Fourth, the average latency of Mixed-Docker is 0.977 ms and \(99.9^{th}\) latency is 2.75 ms. The container can relieve the tail latency, but make the average latency higher.

The System Level Metrics for the System. Figure 4 presents the resource utilization of server node. From Fig. 4, we find that mixed deployment can prompt the resource utilization. The CPU utilization of the Service-Standalone mode is only 4%, while the mixed deployment can achieve 46%–55%.

Fig. 4.
figure 4

The system level metrics of the server node

Fig. 5.
figure 5

The system entropy of the server node

Figure 5 shows the system entropy of server node. From Fig. 5, we find that the system entropy of the Service-Standalone mode is only 5.9, while that of the Analytics-Standalone, the Mixed mode, the Mixed-Tied mode, and the Mixed-Docker mode are 20, 23, 22, 25 respectively. Furthermore, the system entropy of the Mixed-tied mode is the minimum among all of the mix modes.

The Architecture Level Metrics for the System. Figure 6 shows the micro-architecture metrics of server node. From Fig. 6, we find larger L1I cache misses and L2 cache misses under the Service-Standalone mode, smaller L1I cache misses and L2 cache misses under Analytics-Standalone mode, and that the micro-architecture metrics have minor variations among three mixed modes. In other words, the micro-architecture metrics can not reflect the disturbance caused by system resource competition.

Fig. 6.
figure 6

The architecture metrics of the server node

Offline Analytics Application Execution Time. Figure 7 shows offline analytics application execution time under four different modes. From Fig. 7, we find that the execution time of Sort under the Analytics-Standalone mode is 495 s, and that under the Mixed mode, the Mixed-Tied mode, and the Mixed-Docker mode are 519 s, 534 s, 486 s respectively. Interference has less impact on offline analytics applications than that on the online services.

Fig. 7.
figure 7

Offline analytics application execution time

5.3 Summary

Mixed Workloads. Compared with the Service-Standalone mode, we found the latency of the service workload under the Mixed mode increased 3.5 times, and the node resource utilization under that increased 10 times. This implied that mixed workloads can reflect the mixed deployment scene.

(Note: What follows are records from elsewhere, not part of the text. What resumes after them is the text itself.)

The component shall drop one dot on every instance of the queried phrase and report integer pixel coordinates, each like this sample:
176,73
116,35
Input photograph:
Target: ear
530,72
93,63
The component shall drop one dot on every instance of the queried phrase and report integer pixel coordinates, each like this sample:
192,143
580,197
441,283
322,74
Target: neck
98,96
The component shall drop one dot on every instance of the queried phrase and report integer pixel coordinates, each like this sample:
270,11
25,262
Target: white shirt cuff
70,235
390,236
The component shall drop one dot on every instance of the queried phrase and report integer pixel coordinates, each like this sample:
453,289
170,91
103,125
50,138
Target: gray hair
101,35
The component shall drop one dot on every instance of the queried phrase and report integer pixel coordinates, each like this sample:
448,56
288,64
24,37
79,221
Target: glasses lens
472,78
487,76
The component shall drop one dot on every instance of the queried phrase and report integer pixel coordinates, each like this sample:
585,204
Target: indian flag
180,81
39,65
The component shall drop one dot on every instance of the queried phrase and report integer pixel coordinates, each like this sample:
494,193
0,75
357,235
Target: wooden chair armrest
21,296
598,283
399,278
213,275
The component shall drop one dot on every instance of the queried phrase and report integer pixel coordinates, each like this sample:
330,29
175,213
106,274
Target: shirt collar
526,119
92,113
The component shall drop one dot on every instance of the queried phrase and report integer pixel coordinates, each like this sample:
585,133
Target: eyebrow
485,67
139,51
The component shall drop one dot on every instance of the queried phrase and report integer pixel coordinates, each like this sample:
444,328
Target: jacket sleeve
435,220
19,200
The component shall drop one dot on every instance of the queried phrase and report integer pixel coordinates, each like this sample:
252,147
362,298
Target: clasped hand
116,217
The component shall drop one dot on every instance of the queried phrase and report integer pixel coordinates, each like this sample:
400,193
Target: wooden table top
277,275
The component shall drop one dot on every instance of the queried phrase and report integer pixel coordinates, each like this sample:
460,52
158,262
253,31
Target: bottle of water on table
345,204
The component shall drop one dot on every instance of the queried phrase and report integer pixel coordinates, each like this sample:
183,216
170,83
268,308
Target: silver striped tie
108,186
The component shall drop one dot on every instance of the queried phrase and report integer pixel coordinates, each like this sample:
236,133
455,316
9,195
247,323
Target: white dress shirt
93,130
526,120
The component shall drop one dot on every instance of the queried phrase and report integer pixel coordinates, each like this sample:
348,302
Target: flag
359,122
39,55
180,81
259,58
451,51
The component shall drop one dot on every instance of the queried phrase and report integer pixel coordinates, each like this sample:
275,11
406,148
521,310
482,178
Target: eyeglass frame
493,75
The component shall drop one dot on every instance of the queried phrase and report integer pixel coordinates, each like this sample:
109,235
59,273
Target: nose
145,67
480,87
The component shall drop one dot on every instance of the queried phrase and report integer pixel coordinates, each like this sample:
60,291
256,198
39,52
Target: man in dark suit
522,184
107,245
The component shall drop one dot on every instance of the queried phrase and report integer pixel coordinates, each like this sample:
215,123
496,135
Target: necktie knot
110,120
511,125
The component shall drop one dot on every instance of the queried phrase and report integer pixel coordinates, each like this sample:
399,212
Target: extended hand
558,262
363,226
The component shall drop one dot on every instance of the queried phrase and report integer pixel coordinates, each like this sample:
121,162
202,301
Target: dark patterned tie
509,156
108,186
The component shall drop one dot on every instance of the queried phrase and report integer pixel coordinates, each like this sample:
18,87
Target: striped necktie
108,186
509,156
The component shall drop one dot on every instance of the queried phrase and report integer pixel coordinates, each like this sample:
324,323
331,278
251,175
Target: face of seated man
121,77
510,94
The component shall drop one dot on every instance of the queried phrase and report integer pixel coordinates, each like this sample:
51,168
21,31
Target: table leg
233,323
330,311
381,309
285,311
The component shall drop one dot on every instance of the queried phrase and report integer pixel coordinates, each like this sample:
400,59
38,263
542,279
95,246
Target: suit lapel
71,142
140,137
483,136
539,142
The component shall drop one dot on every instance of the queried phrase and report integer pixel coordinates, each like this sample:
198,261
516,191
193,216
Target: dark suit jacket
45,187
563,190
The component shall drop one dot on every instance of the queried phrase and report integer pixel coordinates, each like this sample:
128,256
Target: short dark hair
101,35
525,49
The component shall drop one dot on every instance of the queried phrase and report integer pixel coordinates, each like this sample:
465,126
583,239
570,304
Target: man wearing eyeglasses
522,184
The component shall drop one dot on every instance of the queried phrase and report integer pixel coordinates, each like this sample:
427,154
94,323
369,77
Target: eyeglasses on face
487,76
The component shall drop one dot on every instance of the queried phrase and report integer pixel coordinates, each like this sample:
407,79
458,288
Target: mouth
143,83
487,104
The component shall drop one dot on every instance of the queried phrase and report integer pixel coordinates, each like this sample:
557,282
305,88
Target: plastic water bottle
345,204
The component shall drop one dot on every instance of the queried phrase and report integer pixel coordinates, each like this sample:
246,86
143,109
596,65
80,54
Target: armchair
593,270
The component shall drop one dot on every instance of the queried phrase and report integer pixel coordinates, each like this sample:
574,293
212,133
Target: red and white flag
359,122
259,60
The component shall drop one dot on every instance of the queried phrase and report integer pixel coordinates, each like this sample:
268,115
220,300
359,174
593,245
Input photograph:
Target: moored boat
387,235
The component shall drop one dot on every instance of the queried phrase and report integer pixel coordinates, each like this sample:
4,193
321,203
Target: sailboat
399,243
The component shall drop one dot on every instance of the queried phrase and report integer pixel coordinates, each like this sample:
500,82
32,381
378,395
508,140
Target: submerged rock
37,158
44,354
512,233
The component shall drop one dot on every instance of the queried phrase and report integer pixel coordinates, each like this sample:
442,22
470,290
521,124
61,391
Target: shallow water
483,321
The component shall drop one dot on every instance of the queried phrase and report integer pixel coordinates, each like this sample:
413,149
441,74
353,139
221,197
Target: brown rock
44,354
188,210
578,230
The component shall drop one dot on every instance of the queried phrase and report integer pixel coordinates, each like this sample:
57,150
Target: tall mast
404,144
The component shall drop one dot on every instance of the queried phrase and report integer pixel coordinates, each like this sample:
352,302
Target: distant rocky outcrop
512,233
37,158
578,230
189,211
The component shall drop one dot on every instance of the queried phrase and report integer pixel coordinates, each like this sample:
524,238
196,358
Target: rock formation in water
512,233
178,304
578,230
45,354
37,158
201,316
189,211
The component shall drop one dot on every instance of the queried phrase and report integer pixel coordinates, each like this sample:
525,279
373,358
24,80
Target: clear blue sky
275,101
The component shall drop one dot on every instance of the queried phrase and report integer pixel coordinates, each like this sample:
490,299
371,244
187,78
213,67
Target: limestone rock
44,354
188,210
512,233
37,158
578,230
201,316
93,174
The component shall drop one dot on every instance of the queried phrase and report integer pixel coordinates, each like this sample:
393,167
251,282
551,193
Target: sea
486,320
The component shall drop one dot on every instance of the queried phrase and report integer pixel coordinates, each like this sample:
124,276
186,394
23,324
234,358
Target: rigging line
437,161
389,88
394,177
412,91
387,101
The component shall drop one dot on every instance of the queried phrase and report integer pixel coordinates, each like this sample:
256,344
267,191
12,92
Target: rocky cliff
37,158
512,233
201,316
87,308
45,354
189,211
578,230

Tail Latency of the Service Workload. The state-of-the-practice system architecture, i.e., CMP micro-architecture and time-sharing OS-architecture, should incur the high tail latency, even in the Service-Standalone mode.

The System Entropy for the Server Node. The system entropy of the Mixed mode was 4 times larger than that of the Service-Standalone mode, and its tendency was corresponding to latency among different mixed modes. This implied that the system entropy can reflect the disturbance caused by system resource competition.

Isolation Mechanisms. State-of-the-practice isolation mechanisms have some efforts under the mixed workloads, especially the CPU-affinity mechanism.

Impacts for Offline Workloads. Compared with execution time under the Analytics-Standalone mode, there is only a slight increase in execution time of offline analytics applications under the mixed modes. So we can see that the root cause of long latency of online services under the co-locating deployment is not insufficient resources, but the short-term disorder competitions.

6 Conclusion

In this paper, we proposed DCMIX as the cloud data center benchmark suite. We also defined the system entropy to quantify resource competition in the cloud data center. Through the experiment, we found that DCMIX can reflect the mixed deployment scene in the cloud data center and the system entropy can reflect the disturbance of the system resource competition.